About 12 years ago, recently divorced with two small children, I found myself in the too familiar place of financial insecurity. After nearly 20 years with my now ex-husband, I had no clue about how to take care of myself or my children financially on my own.
So I did what every good divorced woman with two small children does: I set out to get remarried. After all, I was raised to believe that a family includes a mother, father, and children, and a man is necessary for financial security. Simply, where I come from, women with children are married. My divorce tore apart that sacred family structure, and it was now my responsibility — or so I believed — to put it back together. Within six months, I found the right man to fix my now broken family and got remarried.
But the reality is, I didn’t need to. Sure, once upon a time, women like me had to depend on men. We didn’t have successful careers. We weren’t financially independent. But women have come a long way, as has society. Our culture has evolved to the point where women are no longer expected to be married, where we can be successful in our own rights, and where the definition of “family” is interpreted in myriad ways. Not only are we strong and capable enough to be single, but there are also plenty of awesome perks that come along with it. In fact, one of the most significant bonuses to being a single woman is the financial freedom it affords.
I recently met two dear friends for happy hour. Both friends are women who have recently chosen singlehood and made that decision because of the aforementioned perks. We chatted about financial independence and I asked my friends what being single means to them. While both of them were previously married and have children, they also have successful careers and complete control of their finances. They make their own financial decisions. They are financially free. And, even though they’re both in serious relationships, they’ve each made the conscious choice to remain single. Think about the fact that 50 percent of marriages end in divorce, and that money-related arguments are the top predictor of that happening. What if you took money off the table in a relationship, thus avoiding those arguments? By remaining unmarried — even if you’re in a long-term relationship — you essentially do just that.
That said, being single does come with a few financial penalties, and it’s important to be aware of them. Most commonly, singles pay higher taxes, and have lower tax deductions, higher expenses, and lower portfolio values. But, all of that pales in comparison to the one thing many unmarried women have, and that women across the nation are desperate for, which is financial independence. You see, as my girlfriends shared with me during that happy hour, at the end of the day, their fiscal security is in their own hands. Your definition of financial freedom may be quite different from mine, and from my girlfriends’, and that’s OK. But, regardless of that definition, by taking responsibility for your own money, you remain in control of your future.

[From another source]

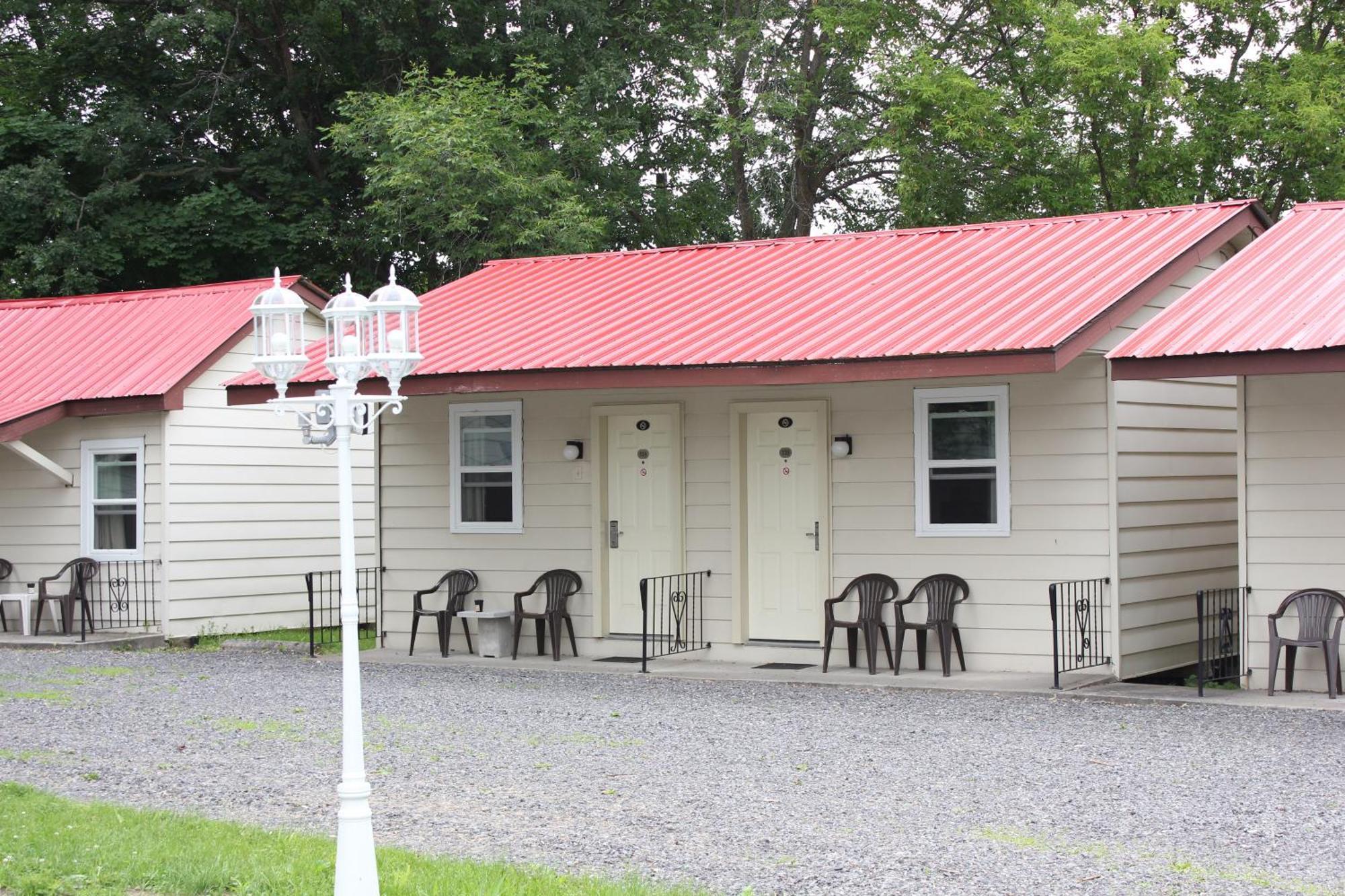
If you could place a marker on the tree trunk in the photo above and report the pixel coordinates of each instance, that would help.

In my practice, my partners and I spend lots of time getting professional women the resources they need to be as successful in their careers as they can be. We believe that professional success will dictate a woman’s financial success and allow her to be independent. We’re big believers that we women control our own destinies, and my girlfriends who I met with recently are living proof that single women can not only be financial secure, but also can thrive as a result of that freedom. They view significant others as complements to themselves, not monetary saviors. They are happy, they are good mothers, and they are financially free.